ADR039: Aiven metrics for users

Context

We offer our users the following backing services through Aiven:

Elasticsearch
InfluxDB (private beta)

We want to make sure our users can view metrics for their Aiven backing services so that our users can:

debug and respond to usage and service performance changes
understand the operational characteristics of their applications and services
make better capacity planning and budgeting decisions

Aiven has service integrations which add extra functionality to an Aiven service. Service integrations are useful for:

shipping logs to an Elasticsearch/Rsyslog
sending metrics to Datadog
sending metrics to Aiven Postgres/InfluxDB
exposing metrics in Prometheus exposition format

We currently run Prometheus for monitoring the platform, using the Prometheus BOSH release and have confidence and experience using it.

We will need to think about Prometheus failover. If we load balance Prometheus without sticky sessions, the metrics Prometheus reports will be erratic, as different instances report different metrics.

Decision

We will use Prometheus to scrape Aiven-provided services.

We will deploy new Prometheus in the Cloud Foundry BOSH deployment using the Prometheus BOSH release.

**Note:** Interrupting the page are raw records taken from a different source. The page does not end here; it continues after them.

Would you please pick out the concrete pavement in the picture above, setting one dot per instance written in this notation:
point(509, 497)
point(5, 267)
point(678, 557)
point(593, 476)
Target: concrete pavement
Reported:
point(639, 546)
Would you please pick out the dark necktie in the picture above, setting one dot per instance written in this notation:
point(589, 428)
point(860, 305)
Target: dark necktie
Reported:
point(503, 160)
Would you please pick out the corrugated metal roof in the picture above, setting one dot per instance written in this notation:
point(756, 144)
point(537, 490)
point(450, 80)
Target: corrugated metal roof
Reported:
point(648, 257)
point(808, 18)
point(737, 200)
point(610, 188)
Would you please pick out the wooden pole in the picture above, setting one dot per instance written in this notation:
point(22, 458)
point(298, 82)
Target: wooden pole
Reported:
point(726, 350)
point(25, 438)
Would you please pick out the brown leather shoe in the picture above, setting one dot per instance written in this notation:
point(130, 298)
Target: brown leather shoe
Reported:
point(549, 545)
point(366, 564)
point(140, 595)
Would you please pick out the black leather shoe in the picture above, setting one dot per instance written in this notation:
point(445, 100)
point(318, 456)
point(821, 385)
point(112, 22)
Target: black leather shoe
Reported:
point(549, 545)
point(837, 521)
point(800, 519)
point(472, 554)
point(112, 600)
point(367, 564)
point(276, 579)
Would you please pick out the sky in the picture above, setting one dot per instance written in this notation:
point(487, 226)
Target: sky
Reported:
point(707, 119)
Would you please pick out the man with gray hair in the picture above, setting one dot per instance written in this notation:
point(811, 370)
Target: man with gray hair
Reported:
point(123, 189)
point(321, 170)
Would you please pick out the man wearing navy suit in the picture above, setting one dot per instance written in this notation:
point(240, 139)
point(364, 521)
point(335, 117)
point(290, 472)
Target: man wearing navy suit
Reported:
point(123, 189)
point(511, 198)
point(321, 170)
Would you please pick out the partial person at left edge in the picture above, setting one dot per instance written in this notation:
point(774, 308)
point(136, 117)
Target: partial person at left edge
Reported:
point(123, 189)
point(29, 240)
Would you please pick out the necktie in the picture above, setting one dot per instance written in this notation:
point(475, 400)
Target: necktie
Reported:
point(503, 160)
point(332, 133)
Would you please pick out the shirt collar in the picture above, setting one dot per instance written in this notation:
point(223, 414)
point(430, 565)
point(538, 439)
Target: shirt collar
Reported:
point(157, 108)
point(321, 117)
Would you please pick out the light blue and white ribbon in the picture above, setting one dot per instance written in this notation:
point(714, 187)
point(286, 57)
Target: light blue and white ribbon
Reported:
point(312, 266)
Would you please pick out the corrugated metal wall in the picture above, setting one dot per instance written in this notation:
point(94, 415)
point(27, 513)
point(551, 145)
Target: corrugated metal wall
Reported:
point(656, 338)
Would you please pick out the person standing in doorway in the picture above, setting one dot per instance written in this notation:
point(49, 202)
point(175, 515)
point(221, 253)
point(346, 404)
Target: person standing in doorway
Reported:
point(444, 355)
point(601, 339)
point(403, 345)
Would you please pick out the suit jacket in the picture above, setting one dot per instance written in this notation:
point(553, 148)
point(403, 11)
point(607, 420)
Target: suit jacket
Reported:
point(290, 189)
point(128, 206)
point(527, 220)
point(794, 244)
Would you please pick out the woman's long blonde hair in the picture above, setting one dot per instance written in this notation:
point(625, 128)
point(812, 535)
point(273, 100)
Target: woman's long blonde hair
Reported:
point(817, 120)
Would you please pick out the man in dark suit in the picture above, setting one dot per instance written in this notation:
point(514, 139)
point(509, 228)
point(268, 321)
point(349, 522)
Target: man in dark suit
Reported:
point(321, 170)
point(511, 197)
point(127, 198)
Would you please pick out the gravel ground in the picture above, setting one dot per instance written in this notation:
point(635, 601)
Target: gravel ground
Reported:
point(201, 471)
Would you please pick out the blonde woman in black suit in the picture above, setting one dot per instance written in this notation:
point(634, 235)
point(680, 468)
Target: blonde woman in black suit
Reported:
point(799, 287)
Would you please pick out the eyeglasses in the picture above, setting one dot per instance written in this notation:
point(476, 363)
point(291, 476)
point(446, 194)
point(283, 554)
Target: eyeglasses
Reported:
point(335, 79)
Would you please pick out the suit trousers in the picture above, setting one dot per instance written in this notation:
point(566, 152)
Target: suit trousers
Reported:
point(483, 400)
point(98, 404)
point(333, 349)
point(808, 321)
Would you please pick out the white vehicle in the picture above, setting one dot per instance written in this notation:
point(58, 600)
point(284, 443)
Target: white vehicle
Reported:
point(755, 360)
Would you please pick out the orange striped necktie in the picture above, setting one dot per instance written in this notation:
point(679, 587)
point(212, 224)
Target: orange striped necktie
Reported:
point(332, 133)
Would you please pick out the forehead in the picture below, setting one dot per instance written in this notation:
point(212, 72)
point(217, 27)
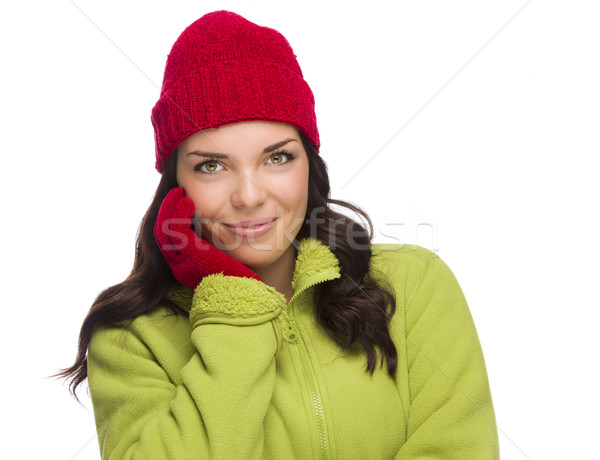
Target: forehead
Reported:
point(248, 136)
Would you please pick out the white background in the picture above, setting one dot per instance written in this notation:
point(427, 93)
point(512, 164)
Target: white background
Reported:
point(478, 124)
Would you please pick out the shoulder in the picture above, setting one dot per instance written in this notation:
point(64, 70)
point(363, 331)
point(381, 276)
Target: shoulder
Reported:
point(404, 260)
point(409, 269)
point(141, 335)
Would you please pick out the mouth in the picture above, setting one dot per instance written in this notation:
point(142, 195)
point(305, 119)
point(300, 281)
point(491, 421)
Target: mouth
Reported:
point(252, 228)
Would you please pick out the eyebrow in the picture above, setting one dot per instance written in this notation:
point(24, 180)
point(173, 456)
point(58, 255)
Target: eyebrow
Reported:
point(268, 149)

This will reduce blast radius - tenant usage of metrics will not affect our ability to operate and monitor the platform using Prometheus.

We will need to automate the following tasks:

Service discovery: make sure Prometheus has an updated list of Aiven services to scrape. We must colocate this automation with the Prometheus instance.
Service integration: make sure every eligible Aiven-provided service uses the Aiven service integration for Prometheus.

Initial implementation

In the initial implementation we deploy multiple instances of Prometheus for high availability.

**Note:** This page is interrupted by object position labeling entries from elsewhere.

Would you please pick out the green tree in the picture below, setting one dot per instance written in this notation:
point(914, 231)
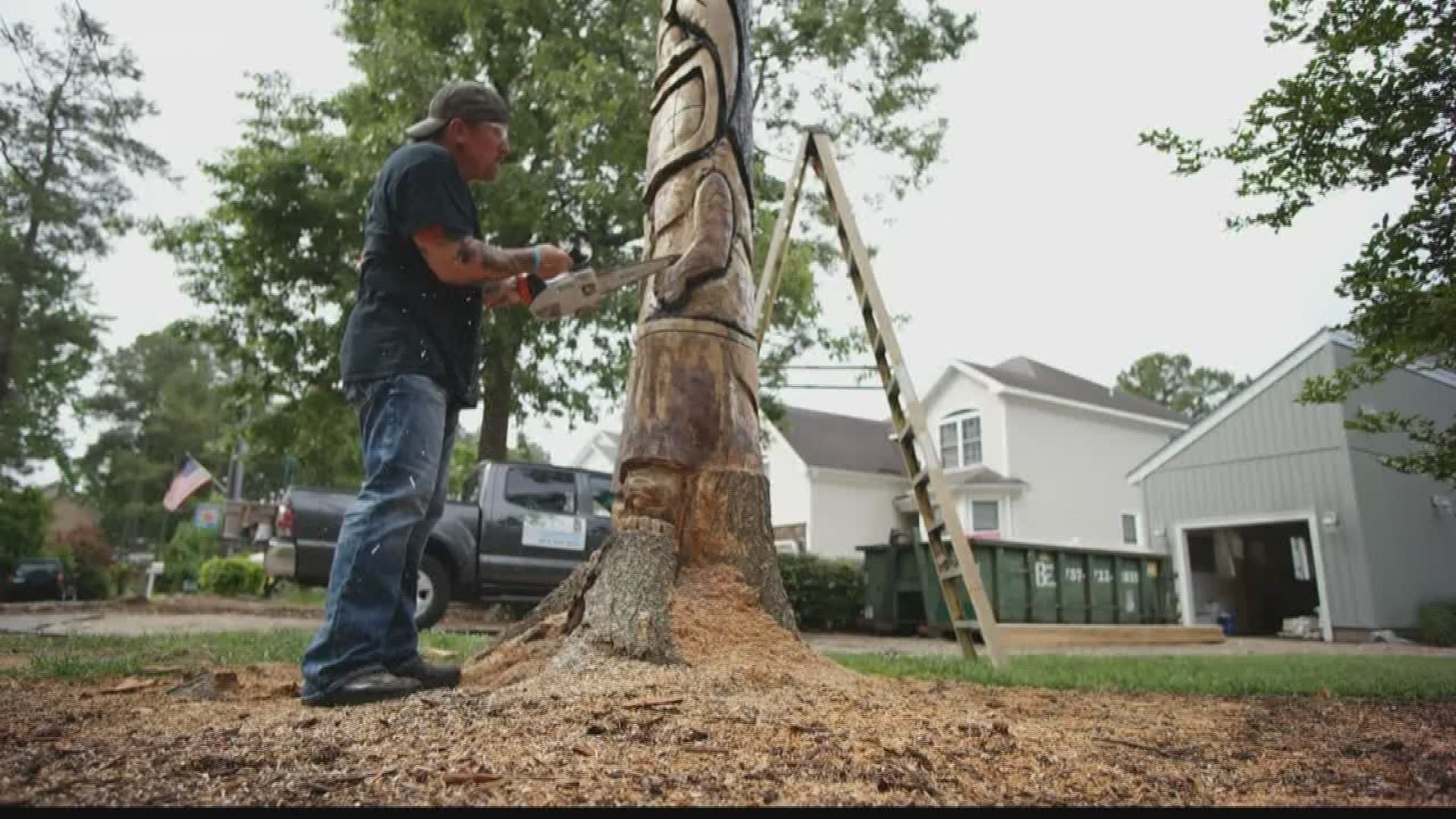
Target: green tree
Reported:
point(1372, 108)
point(274, 261)
point(463, 458)
point(64, 137)
point(159, 401)
point(1174, 382)
point(24, 516)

There will be three services on the instance:

Prometheus
Caddy
Aiven service discovery

We use Gorouter for exposing Prometheus publicly.

We use Caddy for failover and for authentication. Caddy does automatic failover. This means that during regular operation, it proxies all traffic to a single instance, but when the usual instance is unreachable, Caddy will proxy the request to the colocated Prometheus.

The Aiven service discovery process will regularly query the Aiven API to keep an updated list of Aiven Elasticsearch services for which we want to receive metrics.

The Prometheus server instances will be configured with this list and retrieve metrics from the respective Aiven Elasticsearch service instances.

This architecture is temporary and we will review it when we look at how to expose the Prometheus API to all users.

Status

Accepted

Consequences

We will provide Prometheus as the datastore and interface for (a subset of) tenant metrics.

We will deploy additional stateful instances to our Cloud Foundry BOSH deployment.

We will maintain software to automate the integration of Aiven services and Prometheus.